Dow's rally continues on lending aid plans
POSTED: Wednesday, November 26, 2008
NEW YORK » Wall Street showed some signs of stability yesterday as investors, heartened by government plans to aid consumer lending companies, selectively bought more stocks following a huge two-day rally. Gains in blue chips gave the Dow Jones industrials and the Standard & Poor's 500 index their first triple-session advance in more than two months.
Tech stocks lagged the market, sending the Nasdaq composite index lower, as investors bet that businesses will continue slashing capital spending in a recession.
Some selling was widely expected after a two-day rally that sent the Dow up nearly 900 points, but the fact that the market performed so well was an indication that investors are regaining some of the confidence that has been decimated by months of bad economic news.
Investors were encouraged yesterday after the U.S. Treasury Department and the Federal Reserve said they planned to provide $800 billion to help unfreeze the market for consumer debt and to make mortgage loans cheaper and more available. The program is aimed at reviving moribund credit markets.
The Dow rose 36.08, or 0.43 percent, to 8,479.47. The index was up 164 points earlier in the session but also fell 161. The Dow last put a three-day advance together on Aug. 26-28.
Broader indexes were mixed. The S&P 500 rose 5.58, or 0.66 percent, to 857.39, giving the index its first three-day rise since Sept. 10-12. The Nasdaq composite index, hurt by signs that companies are cutting back on technology spending, fell 7.29, or 0.50 percent, to 1,464.73.
Still, advancing issues were ahead of decliners on the Nasdaq Stock Market by 5 to 4. On the New York Stock Exchange, advancers were ahead by more than 2 to 1 on consolidated volume of 6.72 billion shares, compared with 7.65 billion on Monday.
The U.S. Commerce Department said third-quarter gross domestic product declined at a 0.5 percent annual rate, outpacing the 0.3 percent first estimated a month ago. Still, Wall Street had expected the number would worsen, so the report didn't catch the market by surprise.
The Conference Board said its Consumer Confidence Index unexpectedly rose to 44.9 in November, up from a revised 38.8 in the previous month. Last month's reading was the lowest since the research group started tracking the index in 1967.
Treasury bonds fell during the session after most investors focused on the stock market.
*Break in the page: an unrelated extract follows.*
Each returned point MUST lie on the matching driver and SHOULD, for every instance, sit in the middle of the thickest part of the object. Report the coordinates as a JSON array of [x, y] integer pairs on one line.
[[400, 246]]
The yield on the three-month T-bill, considered one of the safest investments, rose to 0.09 percent from 0.01 percent late Monday.
The yield on the benchmark 10-year Treasury note, which moves opposite its price, fell to 3.10 percent in late trade from 3.33 percent on Monday.
The dollar was mixed against other major currencies, while gold prices fell. Light, sweet crude fell $3.73 to settle at $50.77 a barrel on the New York Mercantile Exchange.